Her dad smelled like someone lit a fart and burned their ass hairs.
I wish there was a hungover fairy to brush my teeth and bring me a diet coke.
I wonder if u can grow weed on Framville and sell it to Mafia Wars?
Also we decided you're the person whose going to die at my bachelor party...do the math you're the most logical choice
Look I know it's late and I hope this doesn't wake you up but I feel like you should know that I'm sleeping on my couch in my own apartment so that my friend can get laid in my bed, and I would do the same for you.
i looked down and was like "oh shit thats blood" then it was like "shit, thats not my blood." then it was like whos blood is this??
There is a 5-year old here fighting 'drunk monkeys'. He tried to knock a drink out of my hand with a plastic light saber...
I successfully convinced a drunk NDSU student that their school does not have a football team and another that they weren't in Fargo. I'm a dangerous sober shark in a sea of drunks.
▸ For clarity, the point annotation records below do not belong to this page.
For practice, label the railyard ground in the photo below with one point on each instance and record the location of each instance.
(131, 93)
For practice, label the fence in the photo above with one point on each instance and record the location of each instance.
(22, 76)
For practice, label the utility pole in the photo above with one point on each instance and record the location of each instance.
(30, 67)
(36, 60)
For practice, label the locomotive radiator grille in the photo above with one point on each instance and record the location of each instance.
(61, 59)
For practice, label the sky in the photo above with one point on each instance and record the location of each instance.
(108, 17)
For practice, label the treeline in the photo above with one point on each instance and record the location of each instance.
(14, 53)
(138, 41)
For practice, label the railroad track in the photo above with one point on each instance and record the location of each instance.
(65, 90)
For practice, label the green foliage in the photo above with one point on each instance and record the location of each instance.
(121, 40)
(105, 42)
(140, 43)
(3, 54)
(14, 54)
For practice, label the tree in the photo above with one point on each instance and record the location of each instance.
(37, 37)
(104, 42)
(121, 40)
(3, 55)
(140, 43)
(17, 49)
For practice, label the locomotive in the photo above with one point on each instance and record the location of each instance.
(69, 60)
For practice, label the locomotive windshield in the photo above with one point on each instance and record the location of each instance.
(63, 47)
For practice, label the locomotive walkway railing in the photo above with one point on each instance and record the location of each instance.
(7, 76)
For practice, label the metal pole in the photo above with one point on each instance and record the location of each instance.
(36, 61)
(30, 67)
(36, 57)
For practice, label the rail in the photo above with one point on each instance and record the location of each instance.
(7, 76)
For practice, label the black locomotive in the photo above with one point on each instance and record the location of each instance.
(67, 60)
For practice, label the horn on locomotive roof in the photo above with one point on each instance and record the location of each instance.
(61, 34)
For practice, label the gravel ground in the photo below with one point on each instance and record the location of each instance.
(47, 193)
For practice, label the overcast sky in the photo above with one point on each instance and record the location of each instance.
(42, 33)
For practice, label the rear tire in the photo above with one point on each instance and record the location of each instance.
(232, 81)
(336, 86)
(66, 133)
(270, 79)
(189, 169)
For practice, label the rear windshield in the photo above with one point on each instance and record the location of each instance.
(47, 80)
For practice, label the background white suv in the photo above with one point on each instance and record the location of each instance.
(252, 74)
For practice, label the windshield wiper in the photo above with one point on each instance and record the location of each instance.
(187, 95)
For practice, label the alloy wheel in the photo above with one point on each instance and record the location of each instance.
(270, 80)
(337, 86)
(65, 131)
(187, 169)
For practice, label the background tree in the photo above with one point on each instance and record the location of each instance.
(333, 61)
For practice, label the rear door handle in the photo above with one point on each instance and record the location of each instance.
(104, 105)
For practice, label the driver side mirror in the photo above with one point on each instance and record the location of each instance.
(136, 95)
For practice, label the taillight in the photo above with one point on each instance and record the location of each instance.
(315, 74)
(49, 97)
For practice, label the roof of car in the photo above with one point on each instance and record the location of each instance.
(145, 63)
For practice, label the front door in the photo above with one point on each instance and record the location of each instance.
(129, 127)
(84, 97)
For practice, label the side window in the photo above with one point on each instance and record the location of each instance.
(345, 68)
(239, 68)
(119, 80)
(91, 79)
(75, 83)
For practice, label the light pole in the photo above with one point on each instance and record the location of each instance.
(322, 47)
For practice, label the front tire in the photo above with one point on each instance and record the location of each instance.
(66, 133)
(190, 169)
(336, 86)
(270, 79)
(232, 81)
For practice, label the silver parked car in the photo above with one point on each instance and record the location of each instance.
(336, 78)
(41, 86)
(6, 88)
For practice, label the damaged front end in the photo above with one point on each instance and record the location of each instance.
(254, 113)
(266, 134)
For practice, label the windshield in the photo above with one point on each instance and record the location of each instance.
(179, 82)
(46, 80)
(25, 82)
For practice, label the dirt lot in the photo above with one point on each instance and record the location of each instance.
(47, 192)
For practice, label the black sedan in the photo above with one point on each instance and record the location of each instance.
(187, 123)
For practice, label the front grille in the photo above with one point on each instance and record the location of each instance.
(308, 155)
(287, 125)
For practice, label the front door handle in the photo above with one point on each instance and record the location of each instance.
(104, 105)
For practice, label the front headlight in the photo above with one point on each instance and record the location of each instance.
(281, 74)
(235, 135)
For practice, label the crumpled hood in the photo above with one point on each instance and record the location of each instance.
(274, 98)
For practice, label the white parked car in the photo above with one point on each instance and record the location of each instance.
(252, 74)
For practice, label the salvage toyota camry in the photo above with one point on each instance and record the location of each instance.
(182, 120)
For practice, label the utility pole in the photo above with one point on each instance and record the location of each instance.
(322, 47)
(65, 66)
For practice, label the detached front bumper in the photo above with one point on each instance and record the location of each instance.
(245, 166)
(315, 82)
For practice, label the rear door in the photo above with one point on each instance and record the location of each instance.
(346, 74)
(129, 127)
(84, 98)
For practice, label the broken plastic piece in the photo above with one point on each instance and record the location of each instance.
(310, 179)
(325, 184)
Happy Birthday. May your liver respect you, fat bitches neglect you, hangovers reject you, and AA accept you.
I just tried to roll over and fell off the bed. I think that is the beds way of kicking me out
Yup, two strangers look up at each other and realize the only connection they have is the dead woman they banged to death below them. Magic. They have to be best friends now.
I gave him a bj as a thank you for helping. I think that's good.
Let's celebrate our freedom by getting high and doing stupid shit.
It's the first weekend of the school year and I'm already selling stuff for booze. Need a microwave?
We showed up to the ER to pick him up and I was still wearing face paint from the game. Then I threw up in the sink. Those doctors did not like us at all.